Bond Notes will not have an impact on insurance premiums


Ever since the introduction of bond notes and the subsequent inflation and the selling of United States dollars on the black market people have been worried that like in 2008, they risk the loss of their premiums and investments in life policies and pensions.

By Donald Chidoori

In 2009 after conversion, thousands of people lost their pensions and life policies, as the economy went south and the Zimbabwean currency lost value.

In 2008 the economy was imploding and the Zimbabwean currency was disappearing. The main sector that suffered most was the financial sector. And because the financial sector deals with financial assets which are hinged on the currency, as the currency lost value, all financial assets were lost. This resulted in pensions and the life policies being wiped out.
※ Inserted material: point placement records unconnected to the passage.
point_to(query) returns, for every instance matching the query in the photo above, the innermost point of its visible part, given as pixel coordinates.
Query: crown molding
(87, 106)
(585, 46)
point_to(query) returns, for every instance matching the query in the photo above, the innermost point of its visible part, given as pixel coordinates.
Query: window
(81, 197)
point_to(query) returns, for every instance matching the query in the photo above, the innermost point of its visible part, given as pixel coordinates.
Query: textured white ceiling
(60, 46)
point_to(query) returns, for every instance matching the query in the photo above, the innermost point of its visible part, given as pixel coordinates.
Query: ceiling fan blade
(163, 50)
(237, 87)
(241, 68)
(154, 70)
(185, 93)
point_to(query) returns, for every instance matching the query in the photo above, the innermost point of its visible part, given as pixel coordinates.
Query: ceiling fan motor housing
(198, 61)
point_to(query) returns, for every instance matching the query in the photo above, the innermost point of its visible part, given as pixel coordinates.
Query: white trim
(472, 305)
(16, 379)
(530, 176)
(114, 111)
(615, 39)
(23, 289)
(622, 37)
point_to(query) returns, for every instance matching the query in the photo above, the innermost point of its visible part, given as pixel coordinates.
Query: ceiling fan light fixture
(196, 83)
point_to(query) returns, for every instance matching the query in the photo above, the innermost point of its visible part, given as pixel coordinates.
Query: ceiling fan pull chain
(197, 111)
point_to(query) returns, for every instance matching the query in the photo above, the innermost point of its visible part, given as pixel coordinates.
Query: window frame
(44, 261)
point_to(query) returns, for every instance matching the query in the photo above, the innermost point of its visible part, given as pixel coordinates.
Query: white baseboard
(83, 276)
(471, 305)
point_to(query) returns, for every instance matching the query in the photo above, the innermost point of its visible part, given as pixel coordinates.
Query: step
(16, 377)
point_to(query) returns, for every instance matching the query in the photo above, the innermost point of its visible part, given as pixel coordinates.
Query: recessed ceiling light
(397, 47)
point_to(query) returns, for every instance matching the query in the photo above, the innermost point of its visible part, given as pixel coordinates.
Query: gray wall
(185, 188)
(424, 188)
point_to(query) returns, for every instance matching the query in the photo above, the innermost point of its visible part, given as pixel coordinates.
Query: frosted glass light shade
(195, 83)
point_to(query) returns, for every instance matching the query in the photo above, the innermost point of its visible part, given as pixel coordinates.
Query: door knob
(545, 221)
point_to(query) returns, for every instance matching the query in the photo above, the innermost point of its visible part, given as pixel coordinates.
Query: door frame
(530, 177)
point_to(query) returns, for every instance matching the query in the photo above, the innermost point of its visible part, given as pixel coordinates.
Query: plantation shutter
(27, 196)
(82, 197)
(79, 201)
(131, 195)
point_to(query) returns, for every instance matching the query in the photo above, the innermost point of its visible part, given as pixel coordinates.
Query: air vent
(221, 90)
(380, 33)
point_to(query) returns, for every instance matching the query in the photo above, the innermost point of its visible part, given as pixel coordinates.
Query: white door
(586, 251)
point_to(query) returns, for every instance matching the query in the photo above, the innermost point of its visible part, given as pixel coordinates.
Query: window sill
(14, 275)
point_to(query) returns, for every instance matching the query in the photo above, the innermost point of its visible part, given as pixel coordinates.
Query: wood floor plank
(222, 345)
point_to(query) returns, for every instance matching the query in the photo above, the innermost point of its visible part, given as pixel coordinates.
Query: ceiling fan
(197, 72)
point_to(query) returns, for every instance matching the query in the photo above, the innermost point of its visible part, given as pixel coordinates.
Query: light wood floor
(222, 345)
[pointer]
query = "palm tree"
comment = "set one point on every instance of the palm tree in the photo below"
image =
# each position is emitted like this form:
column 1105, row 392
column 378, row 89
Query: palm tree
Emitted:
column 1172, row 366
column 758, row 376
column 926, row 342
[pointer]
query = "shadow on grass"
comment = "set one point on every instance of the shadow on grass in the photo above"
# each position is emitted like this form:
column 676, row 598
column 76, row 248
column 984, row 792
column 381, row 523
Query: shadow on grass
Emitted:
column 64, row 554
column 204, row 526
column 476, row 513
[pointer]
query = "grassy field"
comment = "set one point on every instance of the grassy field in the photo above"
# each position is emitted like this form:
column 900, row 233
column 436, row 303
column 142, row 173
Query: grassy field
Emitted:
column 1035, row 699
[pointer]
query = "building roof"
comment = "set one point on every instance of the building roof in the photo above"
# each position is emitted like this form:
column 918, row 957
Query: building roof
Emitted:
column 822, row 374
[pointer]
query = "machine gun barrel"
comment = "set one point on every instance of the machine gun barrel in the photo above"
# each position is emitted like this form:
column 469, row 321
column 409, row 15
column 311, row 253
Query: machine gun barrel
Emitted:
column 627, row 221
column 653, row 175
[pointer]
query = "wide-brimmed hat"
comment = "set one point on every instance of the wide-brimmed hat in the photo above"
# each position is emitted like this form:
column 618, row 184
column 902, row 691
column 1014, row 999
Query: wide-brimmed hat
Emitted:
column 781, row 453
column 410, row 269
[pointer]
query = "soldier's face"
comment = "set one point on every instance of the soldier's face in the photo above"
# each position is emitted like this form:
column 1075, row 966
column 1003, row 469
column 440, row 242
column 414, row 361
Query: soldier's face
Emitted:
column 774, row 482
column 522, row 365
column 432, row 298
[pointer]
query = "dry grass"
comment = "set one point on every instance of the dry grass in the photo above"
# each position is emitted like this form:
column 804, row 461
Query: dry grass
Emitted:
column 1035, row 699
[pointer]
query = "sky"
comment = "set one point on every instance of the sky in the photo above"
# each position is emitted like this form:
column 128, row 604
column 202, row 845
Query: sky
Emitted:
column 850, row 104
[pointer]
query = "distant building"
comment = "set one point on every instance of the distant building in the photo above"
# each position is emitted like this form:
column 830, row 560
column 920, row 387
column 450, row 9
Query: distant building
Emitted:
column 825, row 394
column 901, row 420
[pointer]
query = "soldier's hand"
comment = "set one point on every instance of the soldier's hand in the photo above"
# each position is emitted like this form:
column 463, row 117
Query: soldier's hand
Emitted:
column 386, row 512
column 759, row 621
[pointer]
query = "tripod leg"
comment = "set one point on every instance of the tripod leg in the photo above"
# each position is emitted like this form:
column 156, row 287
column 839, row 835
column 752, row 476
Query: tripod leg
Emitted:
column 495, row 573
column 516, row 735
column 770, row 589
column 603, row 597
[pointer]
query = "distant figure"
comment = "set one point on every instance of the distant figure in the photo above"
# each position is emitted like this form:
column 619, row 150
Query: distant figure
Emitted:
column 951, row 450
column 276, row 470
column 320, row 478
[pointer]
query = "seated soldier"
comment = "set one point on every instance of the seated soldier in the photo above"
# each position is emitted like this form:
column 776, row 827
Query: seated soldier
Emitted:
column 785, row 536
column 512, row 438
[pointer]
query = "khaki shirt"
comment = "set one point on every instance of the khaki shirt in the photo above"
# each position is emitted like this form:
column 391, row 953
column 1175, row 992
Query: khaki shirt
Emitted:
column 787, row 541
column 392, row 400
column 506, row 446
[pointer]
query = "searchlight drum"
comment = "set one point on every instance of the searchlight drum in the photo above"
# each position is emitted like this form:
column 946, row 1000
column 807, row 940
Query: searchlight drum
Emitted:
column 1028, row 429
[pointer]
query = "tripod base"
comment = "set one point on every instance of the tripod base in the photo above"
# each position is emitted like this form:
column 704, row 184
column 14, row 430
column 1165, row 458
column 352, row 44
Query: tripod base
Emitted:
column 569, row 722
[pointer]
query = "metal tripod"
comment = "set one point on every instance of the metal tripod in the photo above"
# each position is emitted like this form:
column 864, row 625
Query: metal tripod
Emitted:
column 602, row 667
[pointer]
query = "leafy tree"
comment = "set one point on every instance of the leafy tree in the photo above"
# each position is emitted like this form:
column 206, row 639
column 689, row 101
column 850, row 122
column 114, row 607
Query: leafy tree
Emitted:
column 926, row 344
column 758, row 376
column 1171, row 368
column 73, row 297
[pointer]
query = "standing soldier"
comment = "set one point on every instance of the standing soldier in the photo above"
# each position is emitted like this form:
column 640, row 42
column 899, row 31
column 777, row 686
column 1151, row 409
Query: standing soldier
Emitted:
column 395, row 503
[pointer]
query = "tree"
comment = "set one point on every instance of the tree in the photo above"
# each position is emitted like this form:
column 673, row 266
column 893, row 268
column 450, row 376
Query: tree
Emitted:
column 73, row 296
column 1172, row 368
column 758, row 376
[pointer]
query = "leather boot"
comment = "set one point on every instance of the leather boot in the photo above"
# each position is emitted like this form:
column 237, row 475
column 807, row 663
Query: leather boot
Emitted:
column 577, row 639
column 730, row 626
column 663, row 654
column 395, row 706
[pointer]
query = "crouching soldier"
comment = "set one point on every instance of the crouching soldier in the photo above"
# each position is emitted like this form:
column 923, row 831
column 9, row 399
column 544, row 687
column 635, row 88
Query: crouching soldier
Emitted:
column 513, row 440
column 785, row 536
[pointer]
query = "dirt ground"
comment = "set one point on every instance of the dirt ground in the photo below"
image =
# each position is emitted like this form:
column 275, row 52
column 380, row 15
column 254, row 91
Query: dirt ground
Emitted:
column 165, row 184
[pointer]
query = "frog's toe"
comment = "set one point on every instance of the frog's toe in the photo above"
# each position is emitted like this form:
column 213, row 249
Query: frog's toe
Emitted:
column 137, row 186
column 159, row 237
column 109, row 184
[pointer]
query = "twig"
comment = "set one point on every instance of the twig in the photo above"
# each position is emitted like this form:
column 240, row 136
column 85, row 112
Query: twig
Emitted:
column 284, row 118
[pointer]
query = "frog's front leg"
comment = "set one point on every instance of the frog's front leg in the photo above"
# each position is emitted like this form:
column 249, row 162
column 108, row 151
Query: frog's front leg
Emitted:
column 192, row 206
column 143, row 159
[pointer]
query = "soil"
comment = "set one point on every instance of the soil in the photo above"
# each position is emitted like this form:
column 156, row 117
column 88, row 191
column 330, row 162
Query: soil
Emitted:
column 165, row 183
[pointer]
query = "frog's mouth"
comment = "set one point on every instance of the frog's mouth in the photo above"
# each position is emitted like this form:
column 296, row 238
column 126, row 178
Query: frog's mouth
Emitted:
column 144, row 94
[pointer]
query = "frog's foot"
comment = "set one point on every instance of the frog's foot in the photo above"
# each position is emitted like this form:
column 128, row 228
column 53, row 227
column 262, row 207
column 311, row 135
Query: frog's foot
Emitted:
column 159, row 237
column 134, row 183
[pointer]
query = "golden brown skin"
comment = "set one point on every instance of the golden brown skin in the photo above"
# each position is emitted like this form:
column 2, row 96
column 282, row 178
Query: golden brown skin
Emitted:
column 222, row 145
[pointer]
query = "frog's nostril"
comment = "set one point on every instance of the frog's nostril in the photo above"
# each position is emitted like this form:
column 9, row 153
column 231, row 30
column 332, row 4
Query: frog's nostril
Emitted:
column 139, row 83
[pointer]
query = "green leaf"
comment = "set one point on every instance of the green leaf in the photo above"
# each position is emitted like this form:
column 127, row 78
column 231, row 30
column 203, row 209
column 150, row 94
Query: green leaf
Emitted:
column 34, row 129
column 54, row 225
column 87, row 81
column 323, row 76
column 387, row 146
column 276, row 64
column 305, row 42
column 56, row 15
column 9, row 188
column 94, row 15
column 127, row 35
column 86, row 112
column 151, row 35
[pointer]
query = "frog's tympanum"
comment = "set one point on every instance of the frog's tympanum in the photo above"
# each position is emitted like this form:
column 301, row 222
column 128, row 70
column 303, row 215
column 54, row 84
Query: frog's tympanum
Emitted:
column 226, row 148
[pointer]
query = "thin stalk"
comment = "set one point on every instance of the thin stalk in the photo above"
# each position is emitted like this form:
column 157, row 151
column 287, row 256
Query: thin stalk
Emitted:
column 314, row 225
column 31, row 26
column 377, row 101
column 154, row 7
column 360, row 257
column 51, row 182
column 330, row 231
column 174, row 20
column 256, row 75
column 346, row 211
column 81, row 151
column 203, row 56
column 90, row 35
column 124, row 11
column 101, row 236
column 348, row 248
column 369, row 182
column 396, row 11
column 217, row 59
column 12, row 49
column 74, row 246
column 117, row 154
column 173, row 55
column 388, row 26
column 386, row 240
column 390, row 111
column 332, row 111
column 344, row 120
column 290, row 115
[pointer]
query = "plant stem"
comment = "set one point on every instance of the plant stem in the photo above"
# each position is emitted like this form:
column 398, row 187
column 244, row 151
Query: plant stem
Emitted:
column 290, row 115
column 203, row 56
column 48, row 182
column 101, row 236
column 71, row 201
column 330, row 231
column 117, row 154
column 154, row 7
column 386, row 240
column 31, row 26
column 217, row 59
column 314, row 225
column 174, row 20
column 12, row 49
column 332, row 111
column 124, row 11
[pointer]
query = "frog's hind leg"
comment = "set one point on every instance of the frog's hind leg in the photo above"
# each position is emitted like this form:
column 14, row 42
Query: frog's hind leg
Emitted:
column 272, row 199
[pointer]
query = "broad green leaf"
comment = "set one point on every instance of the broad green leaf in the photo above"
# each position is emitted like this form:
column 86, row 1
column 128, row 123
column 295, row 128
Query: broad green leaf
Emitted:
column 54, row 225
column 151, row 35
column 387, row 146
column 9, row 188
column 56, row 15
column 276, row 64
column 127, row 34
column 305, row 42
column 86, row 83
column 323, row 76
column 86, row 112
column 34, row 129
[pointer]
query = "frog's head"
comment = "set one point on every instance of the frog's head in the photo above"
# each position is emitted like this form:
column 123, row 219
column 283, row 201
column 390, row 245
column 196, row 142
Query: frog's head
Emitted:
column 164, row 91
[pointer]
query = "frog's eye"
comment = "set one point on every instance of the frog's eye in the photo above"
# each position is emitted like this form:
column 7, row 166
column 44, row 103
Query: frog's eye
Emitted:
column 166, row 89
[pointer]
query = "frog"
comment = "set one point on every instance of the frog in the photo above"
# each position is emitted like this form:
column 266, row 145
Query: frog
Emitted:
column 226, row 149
The introduction of bond notes has stirred fears that the economy will spiral back to the 2008 era and that people will once again lose their investments in pensions and insurance policies. This has increased scepticism on the need to buy insurance policies as thousands of people have resorted to stocking cash in their homes and limiting investments in financial services like insurance.

Speaking to journalists at an Insurance Journalist mentoring programme Mr Luke Ngwerume, the Managing Director of an online insurance aggregator, assured members of the public that the bond notes would not have an impact on insurance premiums and that members of the public should not fear for their investments in pensions funds or insurance policies as long as the government stuck to their word and used the bond notes as stated and as long as the bond notes continued to be underpinned by some credible asset.

“If we have a local currency based on nothing then we will be in for another fright. However, if they (Government) stick to their word and use it and actually underpin it with some credible asset whether it’s a credit line from a multi-lateral institution or something else, if they stick to that and its controlled then actually it won’t have an impact on your (insurance) values because it will continue to relate on a one to one basis,” cautioned the General Manager of the insurance aggregating platform.

While assuring the public that all things being equal their pensions and insurance were safe, Mr Ngwerume equally warned members of the public that, the economy still remained a major threat to insurance companies. And that the selling of the US dollar on the black market for the exchange of bond notes on a rate different from the stipulated one is to one value was a threat to the viability of the economy.

“But of cause in these scheme of things Zimbabweans are a strange lot and one hears of stories that there is actually some premium on bond notes which is now implied. But I think for as long as the supply of that note is restricted to actual underlying assets in real terms then we do not face the risk of sliding back into the 2008 era,” he warned.

Mr Ngwerume went on to advise the government not to misuse the bond notes like what happened in the Hyperinflationary environment when the government over printed money. Currently the bond notes have been accepted by members of the public and the business community.

“But if somebody got excited and they say well these things have been accepted we might as well print as many of them as possible then all hell will break loose, and we will go back to 2008,” warned Mr Ngwerume.

And if we were to spiral back to 2008 what would insurance companies do.

“If they learnt anything from 2008, they (insurance companies) will stop accepting risk in a funny currency otherwise we will run into similar problems again.”

In 2008 insurance companies resorted to reviewing sums insured fortnightly just for them to be able to ensure that in the event of a loss a client is properly indemnified.

“This time, we all hope we have learnt enough and we won’t go back to 2008,” stressed Mr Ngwerume.